Dennoch war ich jeden Tag, wenn ich zur Schule ging, wildentschlossen, die Christen dort zu evangelikalen Christen zu machen und sie für Gott in Brand zu stecken. Morgens brachte ich mich mit Musik von DC Talk und Audio Adrenaline in Stimmung. Ich schrieb „Gott ist wunderbar“ mit Edding auf rotes Klebeband und klebte es wie einen Autoaufkleber auf meinen JanSport-Rucksack. Ich war immer auf der Suche nach Möglichkeiten, Gespräche über Freitagsfootballspiele in Diskussionen über den Sühnetod Christi umzulenken. Mit meinem Laborpartner debattierte ich über die Evolution. Und am Tag nach dem Amoklauf in Columbine fand ich mich im Wettstreit mit Julie Andrews und den anderen Darstellern von „Meine Lieder – meine Träume“ wieder (ich hätte wissen müssen, dass wir den ganzen Tag nur Filme schauen würden), als ich der Cheerleaderin zwei Plätze vor mir zuzischte: „Weißt du, wo du die Ewigkeit verbringen wirst, wenn du heute sterben würdest?“ Wäre ich nicht so ganz und gar aufrichtig, so wahrhaftig dem ewigen Wohlergehen meiner Mitmenschen hingegeben gewesen, ich hätte den Blick verdient gehabt, den sie mir zuwarf. Aber größtenteils waren meine Klassenkameraden geduldig mit mir, sogar freundlich. Ein paar von ihnen, vor allem Jungs, von denen ich inzwischen annehme, dass sie hauptsächlich wegen meiner „Stolpersteine“ an mir interessiert waren, taten mir den Gefallen und kreuzten zwischen den Schulstunden an meinem Spind auf, um sich mit mir über die Vorteile des Glaubens zu unterhalten – und darüber, ob ich vorhatte, zum Schulball am Samstagabend zu kommen. Es gab genau zwei bekennende Atheisten in meiner Abschlussklasse, und ich freue mich, euch mitteilen zu können, dass ich einen von ihnen zum Glauben geführt habe.

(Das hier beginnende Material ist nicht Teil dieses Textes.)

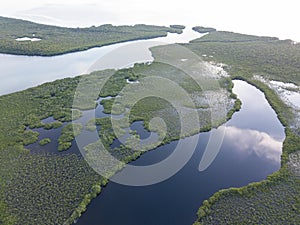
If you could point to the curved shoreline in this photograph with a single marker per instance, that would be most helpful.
(275, 178)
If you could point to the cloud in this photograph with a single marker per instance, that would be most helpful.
(254, 142)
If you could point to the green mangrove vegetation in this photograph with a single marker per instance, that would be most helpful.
(55, 189)
(203, 30)
(44, 141)
(276, 199)
(60, 40)
(62, 185)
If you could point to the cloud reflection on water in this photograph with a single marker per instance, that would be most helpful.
(253, 142)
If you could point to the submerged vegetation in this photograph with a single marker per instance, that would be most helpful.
(276, 199)
(55, 189)
(62, 185)
(59, 40)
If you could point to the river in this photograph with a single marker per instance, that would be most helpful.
(250, 152)
(22, 72)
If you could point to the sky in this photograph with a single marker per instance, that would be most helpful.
(259, 17)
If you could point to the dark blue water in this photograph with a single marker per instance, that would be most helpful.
(250, 151)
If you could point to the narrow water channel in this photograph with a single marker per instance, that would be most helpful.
(250, 152)
(21, 72)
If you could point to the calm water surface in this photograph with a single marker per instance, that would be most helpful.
(250, 152)
(21, 72)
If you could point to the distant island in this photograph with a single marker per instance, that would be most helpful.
(20, 37)
(47, 188)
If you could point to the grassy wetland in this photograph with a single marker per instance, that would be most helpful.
(62, 185)
(276, 199)
(46, 188)
(54, 40)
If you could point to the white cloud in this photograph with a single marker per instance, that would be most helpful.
(254, 142)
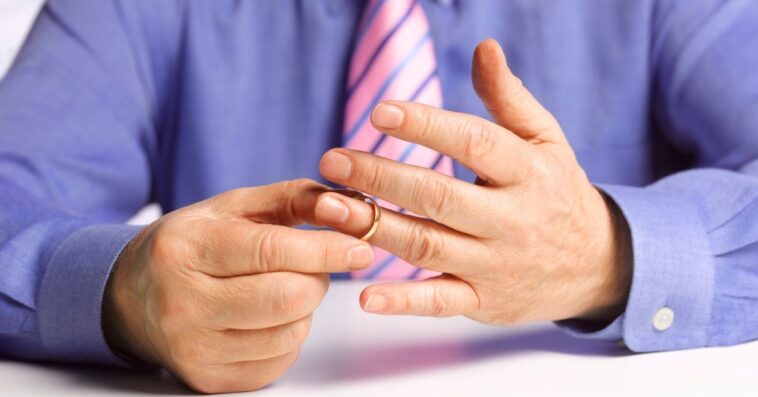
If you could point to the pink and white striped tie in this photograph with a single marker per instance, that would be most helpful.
(393, 59)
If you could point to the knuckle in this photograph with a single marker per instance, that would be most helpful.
(426, 124)
(185, 350)
(438, 198)
(268, 250)
(477, 140)
(291, 336)
(440, 305)
(424, 245)
(292, 298)
(373, 175)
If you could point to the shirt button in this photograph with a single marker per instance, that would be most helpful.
(663, 319)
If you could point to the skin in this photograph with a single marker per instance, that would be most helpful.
(222, 292)
(531, 240)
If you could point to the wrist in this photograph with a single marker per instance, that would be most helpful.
(122, 331)
(615, 268)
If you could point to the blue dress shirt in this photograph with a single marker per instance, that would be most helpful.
(115, 104)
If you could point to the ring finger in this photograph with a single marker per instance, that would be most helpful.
(421, 242)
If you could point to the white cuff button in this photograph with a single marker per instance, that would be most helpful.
(663, 319)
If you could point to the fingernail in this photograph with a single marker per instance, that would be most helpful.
(336, 166)
(375, 303)
(387, 116)
(360, 256)
(331, 210)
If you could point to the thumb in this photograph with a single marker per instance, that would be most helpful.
(509, 103)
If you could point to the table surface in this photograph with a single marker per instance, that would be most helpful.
(351, 353)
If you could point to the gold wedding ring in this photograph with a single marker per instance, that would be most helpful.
(376, 210)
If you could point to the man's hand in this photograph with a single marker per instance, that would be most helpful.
(533, 239)
(221, 292)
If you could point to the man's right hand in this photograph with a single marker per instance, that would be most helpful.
(221, 292)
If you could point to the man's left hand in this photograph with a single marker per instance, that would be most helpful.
(532, 239)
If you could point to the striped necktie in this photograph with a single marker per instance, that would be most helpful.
(393, 59)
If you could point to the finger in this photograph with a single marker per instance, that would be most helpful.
(237, 377)
(286, 203)
(234, 345)
(418, 241)
(263, 300)
(236, 248)
(460, 205)
(507, 100)
(490, 151)
(441, 296)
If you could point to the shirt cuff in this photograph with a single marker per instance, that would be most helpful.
(673, 269)
(71, 294)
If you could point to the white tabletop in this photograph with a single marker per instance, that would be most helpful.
(352, 353)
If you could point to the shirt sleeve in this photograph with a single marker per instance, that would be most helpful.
(695, 232)
(77, 139)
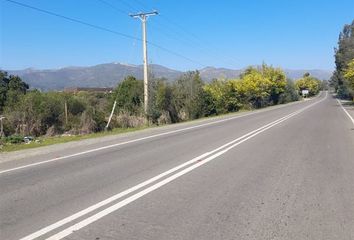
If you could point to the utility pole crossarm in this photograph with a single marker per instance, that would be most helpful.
(143, 17)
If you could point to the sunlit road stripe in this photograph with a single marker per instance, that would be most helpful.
(197, 162)
(133, 141)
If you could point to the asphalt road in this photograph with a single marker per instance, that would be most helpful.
(281, 173)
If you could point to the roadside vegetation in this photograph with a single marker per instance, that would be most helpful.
(343, 76)
(43, 118)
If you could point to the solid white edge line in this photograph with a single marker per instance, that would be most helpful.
(345, 110)
(151, 180)
(123, 143)
(132, 189)
(140, 194)
(135, 140)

Na ja, ich habe einen von ihnen zur Jugendgruppe mitgebracht, Brian Ward hat ihn dann zum Glauben geführt. Brian Ward war Jugendpfarrer und so beliebt, dass Teenager aus dem ganzen Umkreis am Mittwochabend zu „The Planet“ in die Grace Bible Church kamen, um auf dem Boden zu sitzen und ihm zuzuhören, wie er Gitarre spielte und von Jesus erzählte. Brian reagierte allergisch auf Christinesisch, deshalb kam es ihm nie in den Sinn, von seinem „Weg mit dem Herrn“ zu sprechen oder warum er sich „berufen fühlte“, dies oder jenes zu tun, weil ihm etwas „aufs Herz gelegt“ wurde. Brian war ein Fan der Georgia Bulldogs, hatte einen schweren Atlanta-Akzent, trug ausgeblichene Baseballmützen und T-Shirts, sang wie Eddie Vedder, und hin und wieder rutschte ihm ein Schimpfwort heraus. Wir nahmen an, dass er häufig mit unseren Eltern aneinandergeriet, was seine geheimnisvolle Ausstrahlung nur verstärkte. Wenn wir Brian wegen seines lichter werdenden Haares neckten, erinnerte er uns an die merkwürdige Geschichte in der Bibel, in der Gott zwei Bärinnen schickte, um 42 Kinder zu zerreißen, die den Propheten Elisa wegen seiner Kahlköpfigkeit verspottet hatten. „Zwei Bärinnen“, sagte er. „Steht in der Bibel. Schaut ruhig nach.“
Es war Brians Idee, unsere Treffen am Mittwochabend „The Planet“ zu nennen und sie aus dem Gemeindegebäude in ein Ladenlokal in der Innenstadt zu verlegen, damit wir nicht das Gefühl hatten, wir würden zur Kirche gehen. Es war seine Idee, die Schüler in die Leitung, in die Band und in wichtige Entscheidungen, die die Zukunft der Gruppe betrafen, miteinzubeziehen. Er sah die gleichen Fernsehsendungen wie wir und lachte an den gleichen Stellen. Seine Frau, Carrie, war hübsch, süß und vernünftig, und ich kannte ihr kleines Haus am Fluss so gut wie das Zuhause meiner besten Freunde.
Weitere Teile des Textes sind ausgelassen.